Meski menang, The Blues yang tampil di kandang sendiri, Stamford Bridge, memang sempat berada dalam tekanan.
Mereka unggul melalui Mykhailo Mudryk pada menit 13. Namun, beberapa saat sebelum babak pertama usai, Michael Olise menyamakan kedudukan.
Chelsea akhirnya meraih kemenangan melalui tendangan penalti Noni Madueke pada menit 89. Sebagai catatan, Madueke baru masuk pada babak kedua.
Pochettino menilai bahwa para pemainnya bermain dengan terlalu banyak berpikir. Itu membuat permainan berjalan dengan lambat.
Pelatih asal Argentina ini pun mengaku bersyukur memiliki para pemain pengganti yang bisa diandalkan. Salah satunya Madueke.
Akibat situasi ini, Pochttino pun meminta kepada seluruh pemainnya untuk berjuang lebih keras. Jika tidak melakukannya, mereka dianggap tidak layak berada di klub sebesar Chelsea.
“Untuk tim yang cukup muda, kami terlalu banyak berpikir. Saya menyuruh mereka untuk berhenti berpikir pada paruh waktu. Kami bergerak sangat lambat saat awal,” ungkap Pochettino dikutip Sky Sports.
Baca juga: Meski Cedera, Presnel Kimpembe Perpanjang Kontrak Bareng Paris Saint-Germain
“Kami kemudian mulai bermain lebih aktif dan saya sangat senang karena para pemain dari bangku cadangan memberikan dampak. Ini sebuah hal yang penting untuk masa depan,” ujarnya.

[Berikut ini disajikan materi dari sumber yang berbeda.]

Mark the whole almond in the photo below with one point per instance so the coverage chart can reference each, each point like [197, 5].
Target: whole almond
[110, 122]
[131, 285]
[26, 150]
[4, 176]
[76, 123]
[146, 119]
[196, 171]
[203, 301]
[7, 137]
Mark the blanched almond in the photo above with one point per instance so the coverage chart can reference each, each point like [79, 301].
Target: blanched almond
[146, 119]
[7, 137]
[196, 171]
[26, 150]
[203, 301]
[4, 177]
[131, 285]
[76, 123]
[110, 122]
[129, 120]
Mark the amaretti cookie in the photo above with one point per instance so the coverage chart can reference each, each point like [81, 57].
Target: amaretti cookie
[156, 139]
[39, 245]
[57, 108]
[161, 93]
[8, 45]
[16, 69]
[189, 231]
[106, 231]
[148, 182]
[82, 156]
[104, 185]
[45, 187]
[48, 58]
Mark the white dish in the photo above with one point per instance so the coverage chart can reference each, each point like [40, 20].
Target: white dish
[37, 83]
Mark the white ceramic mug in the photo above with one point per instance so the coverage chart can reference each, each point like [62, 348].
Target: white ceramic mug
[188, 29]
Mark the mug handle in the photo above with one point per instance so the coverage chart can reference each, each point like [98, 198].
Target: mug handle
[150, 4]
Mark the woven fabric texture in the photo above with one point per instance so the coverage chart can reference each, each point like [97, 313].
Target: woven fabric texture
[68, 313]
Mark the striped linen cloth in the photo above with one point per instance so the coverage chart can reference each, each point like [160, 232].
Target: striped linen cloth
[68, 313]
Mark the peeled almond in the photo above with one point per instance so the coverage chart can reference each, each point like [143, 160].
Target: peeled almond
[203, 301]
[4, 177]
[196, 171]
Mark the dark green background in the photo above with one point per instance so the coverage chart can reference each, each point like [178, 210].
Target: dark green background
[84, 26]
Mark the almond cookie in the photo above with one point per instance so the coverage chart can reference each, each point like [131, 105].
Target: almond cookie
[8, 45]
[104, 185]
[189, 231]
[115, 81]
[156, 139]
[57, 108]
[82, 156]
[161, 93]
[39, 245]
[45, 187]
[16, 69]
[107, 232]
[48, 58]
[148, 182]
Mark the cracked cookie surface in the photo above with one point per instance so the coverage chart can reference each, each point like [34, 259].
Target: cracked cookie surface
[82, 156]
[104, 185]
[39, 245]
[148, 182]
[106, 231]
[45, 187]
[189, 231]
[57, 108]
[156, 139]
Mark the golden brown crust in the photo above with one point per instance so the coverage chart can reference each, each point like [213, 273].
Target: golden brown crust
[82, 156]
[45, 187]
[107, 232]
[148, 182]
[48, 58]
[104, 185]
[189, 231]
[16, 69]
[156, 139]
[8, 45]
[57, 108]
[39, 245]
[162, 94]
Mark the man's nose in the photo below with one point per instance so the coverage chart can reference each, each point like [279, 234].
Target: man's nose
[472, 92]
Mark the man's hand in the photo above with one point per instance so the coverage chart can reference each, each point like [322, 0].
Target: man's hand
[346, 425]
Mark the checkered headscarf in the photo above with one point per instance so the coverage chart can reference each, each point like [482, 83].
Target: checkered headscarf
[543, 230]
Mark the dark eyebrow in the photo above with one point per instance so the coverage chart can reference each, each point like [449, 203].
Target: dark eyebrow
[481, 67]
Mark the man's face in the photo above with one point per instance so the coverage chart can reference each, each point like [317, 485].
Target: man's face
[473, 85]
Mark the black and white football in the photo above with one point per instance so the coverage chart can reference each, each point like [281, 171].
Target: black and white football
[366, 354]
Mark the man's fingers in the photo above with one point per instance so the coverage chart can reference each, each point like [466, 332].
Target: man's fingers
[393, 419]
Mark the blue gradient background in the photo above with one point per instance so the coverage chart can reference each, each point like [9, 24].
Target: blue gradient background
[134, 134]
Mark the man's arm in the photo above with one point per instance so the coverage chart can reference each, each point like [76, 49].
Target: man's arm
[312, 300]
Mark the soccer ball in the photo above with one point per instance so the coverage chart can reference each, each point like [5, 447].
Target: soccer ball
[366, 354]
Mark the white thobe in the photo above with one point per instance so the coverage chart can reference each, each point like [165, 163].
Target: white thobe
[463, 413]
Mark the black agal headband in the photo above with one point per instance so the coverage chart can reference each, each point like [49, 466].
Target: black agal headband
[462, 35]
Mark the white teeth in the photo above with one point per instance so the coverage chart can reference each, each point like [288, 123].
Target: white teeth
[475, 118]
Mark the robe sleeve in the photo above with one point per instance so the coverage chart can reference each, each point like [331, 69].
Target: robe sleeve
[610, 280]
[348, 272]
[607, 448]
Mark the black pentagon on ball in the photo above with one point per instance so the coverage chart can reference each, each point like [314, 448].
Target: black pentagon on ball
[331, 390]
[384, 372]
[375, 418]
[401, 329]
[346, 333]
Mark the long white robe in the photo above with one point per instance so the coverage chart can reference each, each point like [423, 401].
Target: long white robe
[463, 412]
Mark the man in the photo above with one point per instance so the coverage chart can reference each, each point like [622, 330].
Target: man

“Kami membutuhkan para pemain dari bangku cadangan dengan performa terbaik. Bukan berarti kami orang-orang jahat yang tidak ingin memainkan beberapa pemain. Hanya saja, memalukan jika anda tidak menggabungkan talenta dengan mentalitas anda,” tegasnya.
“Kita bukanlah sebuah badan amal. Kita adalah klub sepak bola dan harus tampil baik. Terkadang, kita harus teguh dan menunjukkan kenyataannya ketika seorang pemain tidak siap untuk tampil,” tambah Pochettino.
“Jika anda ingin bersaing untuk Chelsea, dengan penuh hormat, ini tidak seperti di klub lain. Di sini adalah soal memenangkan trofi dan menghormati sejarah klub,” pungkas Mauricio Pochettino.